Causal Fisher-Information Inequalities: Classical Causal Model Falsification and Metrological Advantage

TL;DR

This paper introduces causal Fisher-information inequalities (CFIIs) that serve as rigorous tests for classical causal models and reveal quantum advantages in metrological tasks.

Contribution

It establishes a general causal-path series law for Fisher information and demonstrates how violations certify nonclassical, quantum metrological resources.

Findings

CFII violations falsify classical causal models.

Violations imply quantum metrological advantage.

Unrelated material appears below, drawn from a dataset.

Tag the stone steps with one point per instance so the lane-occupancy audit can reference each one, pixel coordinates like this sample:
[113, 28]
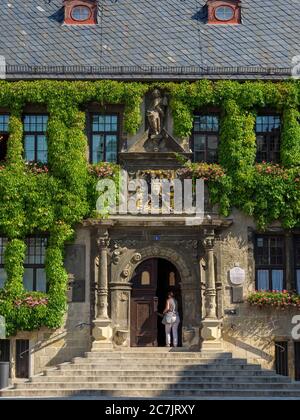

Single-qubit example shows deterministic CFII violation.

Abstract

Fisher-information inequalities have recently been used as operational witnesses of nonclassical metrological behavior, but their physical meaning is often tied to a particular narrative, such as, segmented dynamics or discrete trajectories. We show that a broader interpretation is available and, in fact, more natural: once an experiment is assumed to admit a classical causal model specified by a directed acyclic graph, conditional independences, and modular parameter dependence, the corresponding Fisher informations are forced to obey causal Fisher-information inequalities (CFIIs). The backbone result is a causal-path series law: for an additive causal parameter that propagates through a classical path $A \to C \to B$, the inverse Fisher information behaves as an information resistance and must add in series. Consequently, any CFII violation is a rigorous falsification of the entire classical causal model class. We then show that the violation is automatically a metrological resource certificate, because it implies a precision that no member of the classical causal class can attain. The gain mechanism is identified as Fisher-information synergy, i.e. off-diagonal score correlations that classical modularity forbids. A single-qubit coherent-rotation example demonstrates the deterministic CFII violation, estimator-level achievability of the resulting gain, robustness against split-optimized classical benchmarks, and a chain-amplified advantage in long causal decompositions. Finally, an AI-assisted adversarial finite-data stress test shows that the witness remains certifiable under the realistic visibility loss and readout error, while optimized modular classical causal models saturate but do not cross the CFII frontier.